There’s very little that warms my heart more than a truly awful review, and today’s New York Times includes several gems of the species - of course, it helps immeasurably that The Core opens today. (Because the Times requires registration and their links go bad after a week (IIRC), I’ll provide some quotes instead.)
Elvis Mitchell, on The Core:
“The film is frequently hilarious – occasionally, but not often, on purpose.”
“Monumentally dumb.”
“Sections of ‘The Core’ drag on so sullenly that the crew’s six-day mission seems to be taking place in real time.”

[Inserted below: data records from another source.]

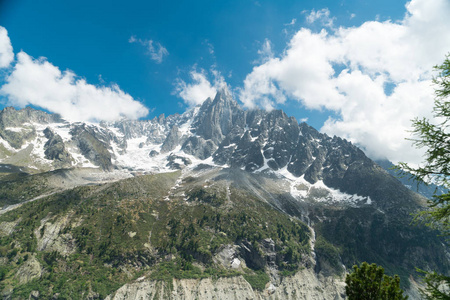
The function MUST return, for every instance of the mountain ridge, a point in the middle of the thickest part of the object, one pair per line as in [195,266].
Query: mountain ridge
[185,190]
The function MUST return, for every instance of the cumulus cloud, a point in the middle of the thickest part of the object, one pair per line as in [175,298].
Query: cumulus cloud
[200,88]
[154,49]
[39,83]
[265,52]
[323,16]
[6,50]
[376,77]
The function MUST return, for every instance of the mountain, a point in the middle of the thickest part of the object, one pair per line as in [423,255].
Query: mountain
[218,202]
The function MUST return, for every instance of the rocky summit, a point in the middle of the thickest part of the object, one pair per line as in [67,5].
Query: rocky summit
[216,203]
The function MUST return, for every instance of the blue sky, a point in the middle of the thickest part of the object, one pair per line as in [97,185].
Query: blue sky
[167,55]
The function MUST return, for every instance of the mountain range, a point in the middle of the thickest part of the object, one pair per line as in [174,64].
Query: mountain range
[218,202]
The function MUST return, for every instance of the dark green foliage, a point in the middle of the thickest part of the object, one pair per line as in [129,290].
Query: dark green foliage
[127,227]
[435,286]
[200,194]
[368,282]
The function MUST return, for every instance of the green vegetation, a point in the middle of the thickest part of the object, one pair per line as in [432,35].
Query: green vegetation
[436,169]
[368,282]
[106,233]
[19,187]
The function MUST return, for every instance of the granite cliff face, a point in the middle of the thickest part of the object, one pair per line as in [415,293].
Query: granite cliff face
[218,202]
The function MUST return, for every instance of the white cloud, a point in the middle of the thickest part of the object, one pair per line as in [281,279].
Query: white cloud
[322,15]
[6,50]
[293,21]
[39,83]
[201,88]
[156,51]
[376,77]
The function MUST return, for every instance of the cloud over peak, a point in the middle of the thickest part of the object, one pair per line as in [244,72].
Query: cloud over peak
[200,88]
[154,49]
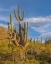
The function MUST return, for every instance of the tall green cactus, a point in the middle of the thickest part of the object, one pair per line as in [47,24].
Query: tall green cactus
[27,33]
[9,27]
[11,24]
[19,19]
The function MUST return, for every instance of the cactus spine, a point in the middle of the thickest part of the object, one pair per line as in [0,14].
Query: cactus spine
[19,19]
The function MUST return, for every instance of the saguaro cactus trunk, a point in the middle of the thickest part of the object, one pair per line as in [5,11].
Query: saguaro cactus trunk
[19,19]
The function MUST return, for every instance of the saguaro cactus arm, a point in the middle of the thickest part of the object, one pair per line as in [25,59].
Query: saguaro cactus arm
[18,17]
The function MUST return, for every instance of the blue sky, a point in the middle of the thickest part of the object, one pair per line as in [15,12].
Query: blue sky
[37,13]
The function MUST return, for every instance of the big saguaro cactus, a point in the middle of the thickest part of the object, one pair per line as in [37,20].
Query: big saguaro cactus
[19,19]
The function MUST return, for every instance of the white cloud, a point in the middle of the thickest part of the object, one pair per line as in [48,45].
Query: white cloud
[39,21]
[46,35]
[1,9]
[42,25]
[3,25]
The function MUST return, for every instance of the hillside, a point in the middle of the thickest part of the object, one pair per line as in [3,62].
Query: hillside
[35,53]
[3,33]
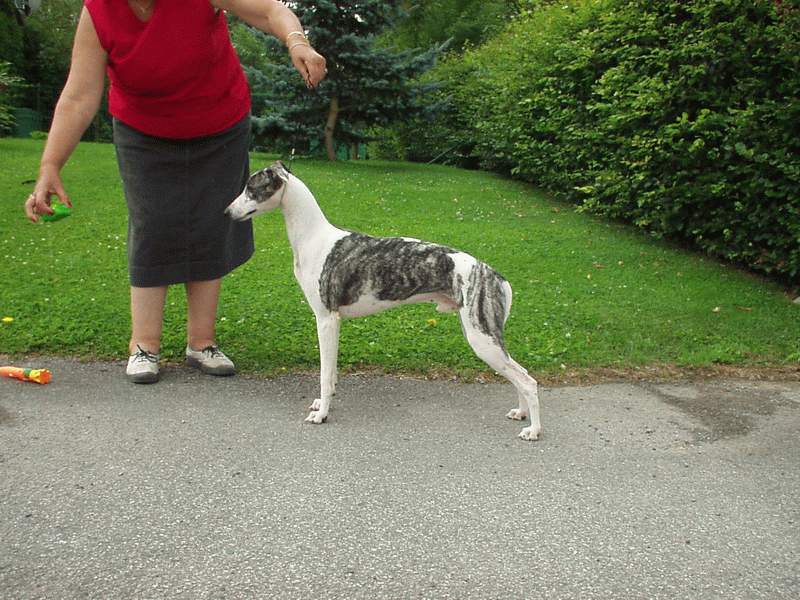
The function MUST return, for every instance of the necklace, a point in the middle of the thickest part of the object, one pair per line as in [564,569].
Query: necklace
[142,7]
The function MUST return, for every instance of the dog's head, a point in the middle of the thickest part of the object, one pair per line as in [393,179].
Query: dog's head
[263,193]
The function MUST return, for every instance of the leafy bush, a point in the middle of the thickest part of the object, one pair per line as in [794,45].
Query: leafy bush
[681,117]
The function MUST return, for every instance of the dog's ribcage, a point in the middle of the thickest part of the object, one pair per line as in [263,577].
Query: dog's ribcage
[363,275]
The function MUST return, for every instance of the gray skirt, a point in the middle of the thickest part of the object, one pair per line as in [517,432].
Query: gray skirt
[176,191]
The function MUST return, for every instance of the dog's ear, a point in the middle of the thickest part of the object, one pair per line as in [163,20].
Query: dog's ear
[258,180]
[280,170]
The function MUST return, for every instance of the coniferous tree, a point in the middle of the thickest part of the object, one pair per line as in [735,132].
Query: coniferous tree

[After noting the film’s description of a substance called “inobtanium”] “The cast…deserve Oscar nominations just for being able to speak most of the lines without succumbing to chortles.”

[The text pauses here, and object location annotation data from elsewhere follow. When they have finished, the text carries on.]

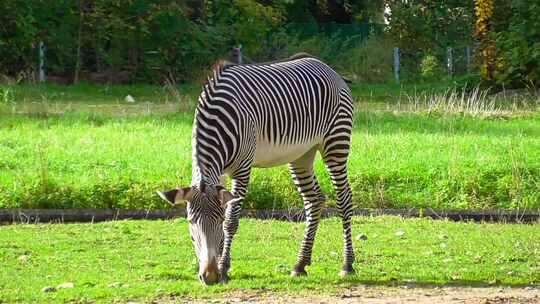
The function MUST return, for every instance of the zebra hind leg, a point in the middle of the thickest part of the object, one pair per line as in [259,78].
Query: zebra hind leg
[336,152]
[313,198]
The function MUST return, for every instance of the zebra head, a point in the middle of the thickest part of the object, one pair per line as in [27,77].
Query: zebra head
[205,214]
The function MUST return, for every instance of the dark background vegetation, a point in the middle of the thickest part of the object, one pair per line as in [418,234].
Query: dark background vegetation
[178,40]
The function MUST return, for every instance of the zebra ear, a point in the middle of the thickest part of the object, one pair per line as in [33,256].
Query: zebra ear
[175,195]
[224,195]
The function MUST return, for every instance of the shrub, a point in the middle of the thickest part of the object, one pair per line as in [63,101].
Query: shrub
[430,68]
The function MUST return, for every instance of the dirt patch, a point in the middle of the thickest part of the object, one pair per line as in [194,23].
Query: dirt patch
[393,295]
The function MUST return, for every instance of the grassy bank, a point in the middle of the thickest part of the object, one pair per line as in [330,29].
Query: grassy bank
[59,154]
[132,260]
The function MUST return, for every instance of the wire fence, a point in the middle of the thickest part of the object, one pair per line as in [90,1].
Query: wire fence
[359,50]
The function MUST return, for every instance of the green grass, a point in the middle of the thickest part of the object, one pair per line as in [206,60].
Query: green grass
[118,155]
[154,259]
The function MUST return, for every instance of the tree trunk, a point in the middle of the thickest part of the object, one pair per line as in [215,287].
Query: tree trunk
[79,42]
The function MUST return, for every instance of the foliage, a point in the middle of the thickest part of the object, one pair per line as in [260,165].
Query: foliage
[430,68]
[430,24]
[517,42]
[370,62]
[484,16]
[154,261]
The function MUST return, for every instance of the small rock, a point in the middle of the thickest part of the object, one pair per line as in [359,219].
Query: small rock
[65,285]
[129,98]
[361,237]
[48,289]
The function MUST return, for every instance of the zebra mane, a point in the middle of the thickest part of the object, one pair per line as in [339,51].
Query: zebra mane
[209,89]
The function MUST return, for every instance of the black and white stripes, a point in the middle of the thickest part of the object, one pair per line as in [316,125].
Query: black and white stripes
[266,115]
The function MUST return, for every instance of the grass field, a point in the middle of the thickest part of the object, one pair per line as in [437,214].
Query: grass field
[84,147]
[146,260]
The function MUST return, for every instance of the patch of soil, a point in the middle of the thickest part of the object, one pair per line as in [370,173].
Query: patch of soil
[389,295]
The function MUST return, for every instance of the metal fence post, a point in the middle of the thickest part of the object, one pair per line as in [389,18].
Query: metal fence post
[41,75]
[468,58]
[450,61]
[237,54]
[396,64]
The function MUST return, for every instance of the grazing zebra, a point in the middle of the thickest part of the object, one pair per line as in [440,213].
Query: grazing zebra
[265,115]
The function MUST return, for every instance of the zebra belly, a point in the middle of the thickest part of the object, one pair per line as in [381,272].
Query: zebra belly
[271,155]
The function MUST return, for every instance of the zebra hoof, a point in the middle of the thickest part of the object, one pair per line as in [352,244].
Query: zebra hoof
[224,278]
[298,273]
[347,272]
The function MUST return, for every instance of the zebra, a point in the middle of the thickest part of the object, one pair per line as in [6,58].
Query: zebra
[266,115]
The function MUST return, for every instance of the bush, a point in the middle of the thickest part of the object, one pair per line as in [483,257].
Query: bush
[430,69]
[370,62]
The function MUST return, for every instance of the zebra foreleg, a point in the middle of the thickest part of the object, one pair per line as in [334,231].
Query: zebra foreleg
[230,225]
[309,188]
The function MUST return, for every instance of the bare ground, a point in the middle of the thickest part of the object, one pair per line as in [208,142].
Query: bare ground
[393,295]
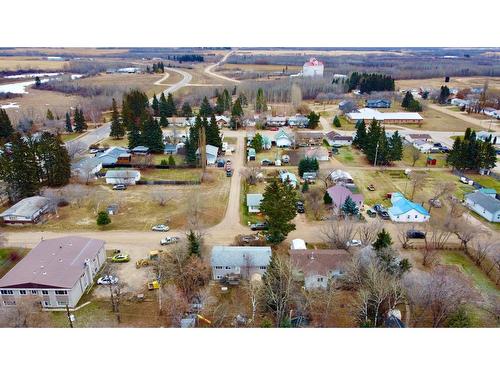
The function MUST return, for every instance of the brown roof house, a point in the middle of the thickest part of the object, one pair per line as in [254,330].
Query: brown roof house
[57,271]
[317,268]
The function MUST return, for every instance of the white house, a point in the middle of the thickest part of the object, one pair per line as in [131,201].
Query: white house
[26,211]
[56,271]
[485,205]
[283,139]
[406,211]
[313,68]
[317,268]
[243,261]
[253,202]
[122,176]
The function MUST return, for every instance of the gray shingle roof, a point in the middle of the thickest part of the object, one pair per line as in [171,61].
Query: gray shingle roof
[26,207]
[487,202]
[240,256]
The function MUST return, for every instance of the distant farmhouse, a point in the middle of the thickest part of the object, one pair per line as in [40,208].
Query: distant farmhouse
[57,271]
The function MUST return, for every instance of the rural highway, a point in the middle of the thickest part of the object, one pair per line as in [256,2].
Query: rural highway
[208,69]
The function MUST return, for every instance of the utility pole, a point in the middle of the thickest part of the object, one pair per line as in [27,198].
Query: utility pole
[70,317]
[376,154]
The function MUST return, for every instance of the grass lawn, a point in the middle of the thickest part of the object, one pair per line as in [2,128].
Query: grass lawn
[351,156]
[487,181]
[193,174]
[422,161]
[479,278]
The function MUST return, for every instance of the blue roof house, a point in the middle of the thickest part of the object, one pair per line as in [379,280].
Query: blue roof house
[405,211]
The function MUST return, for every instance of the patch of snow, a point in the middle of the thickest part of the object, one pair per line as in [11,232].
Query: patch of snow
[10,105]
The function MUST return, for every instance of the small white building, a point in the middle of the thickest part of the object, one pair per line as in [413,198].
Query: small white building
[26,211]
[253,202]
[485,205]
[122,176]
[56,271]
[405,211]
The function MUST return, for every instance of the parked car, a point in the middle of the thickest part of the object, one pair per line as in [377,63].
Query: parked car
[120,258]
[259,226]
[107,279]
[161,228]
[384,215]
[413,233]
[353,243]
[169,240]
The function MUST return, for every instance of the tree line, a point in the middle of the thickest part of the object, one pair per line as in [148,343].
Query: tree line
[31,163]
[471,153]
[374,143]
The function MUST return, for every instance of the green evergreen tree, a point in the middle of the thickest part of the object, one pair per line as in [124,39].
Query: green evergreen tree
[163,109]
[69,127]
[155,105]
[171,106]
[6,129]
[117,130]
[205,108]
[360,138]
[103,219]
[349,207]
[50,115]
[383,240]
[152,136]
[279,207]
[327,199]
[336,122]
[260,101]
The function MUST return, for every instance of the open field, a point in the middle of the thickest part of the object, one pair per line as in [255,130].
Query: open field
[297,52]
[13,63]
[138,210]
[455,82]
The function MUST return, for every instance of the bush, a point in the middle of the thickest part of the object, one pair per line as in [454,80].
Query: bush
[103,218]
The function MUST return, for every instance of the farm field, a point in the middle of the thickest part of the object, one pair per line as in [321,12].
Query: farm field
[455,82]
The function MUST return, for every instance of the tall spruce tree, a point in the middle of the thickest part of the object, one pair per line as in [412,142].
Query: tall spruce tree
[152,136]
[117,128]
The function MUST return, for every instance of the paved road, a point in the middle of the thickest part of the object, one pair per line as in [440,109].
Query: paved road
[208,69]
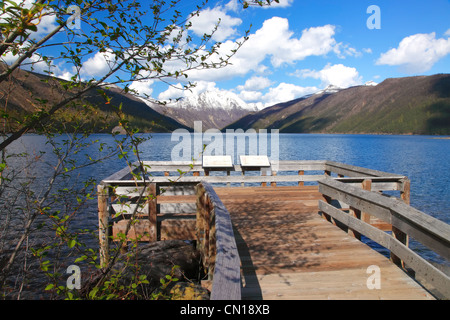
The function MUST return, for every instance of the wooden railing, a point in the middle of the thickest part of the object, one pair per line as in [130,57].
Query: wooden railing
[217,245]
[405,220]
[286,171]
[355,189]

More Elvis, this time on Basic:
“Someone decided to put ‘Rashomon’ in a Cuisinart along with ‘A Few Good Men,’ ‘The Usual Suspects’ and ‘A Soldier’s Story,’ and hit the pulverize button while forgetting to replace the top. The outcome is a spewing mess spinning at 300 r.p.m.”
“At this point you might be tempted to say, ‘Huh?’ Or, if you’re in the theater, to leave. But wait – there’s less.”
“Mr. Travolta may be the only star in movies making choices as bad as Cuba Gooding, Jr.”
“[Travolta] turns spmoking into performance art. You may concentrate on this because it’s all he has going for him.”
Ben Brantley, on Urban Cowboy: The Musical (Broadway play):
“A conclusive demonstration that it’s possible to be vulgar and bland at the same time.”
“Suggest[s] Cabaret by way of Branson, Mo.”
“Broadway disaster cultists may be disappointed to learn that ‘Urban Cowboy’…does not eclipse the now departed ‘Dance of the Vampires’ as the season’s worst musical…‘Urban Cowboy’ doesn’t have the imagination to be so extravagantly bad.”
“Doesn’t so much trade on fond memories of the film as squelch them.”
On lead performers Matt Cavenaugh and Jenn Colella: “Tend to deliver their songs and their lines at the same pitch, which is loud, assertive and nasal.”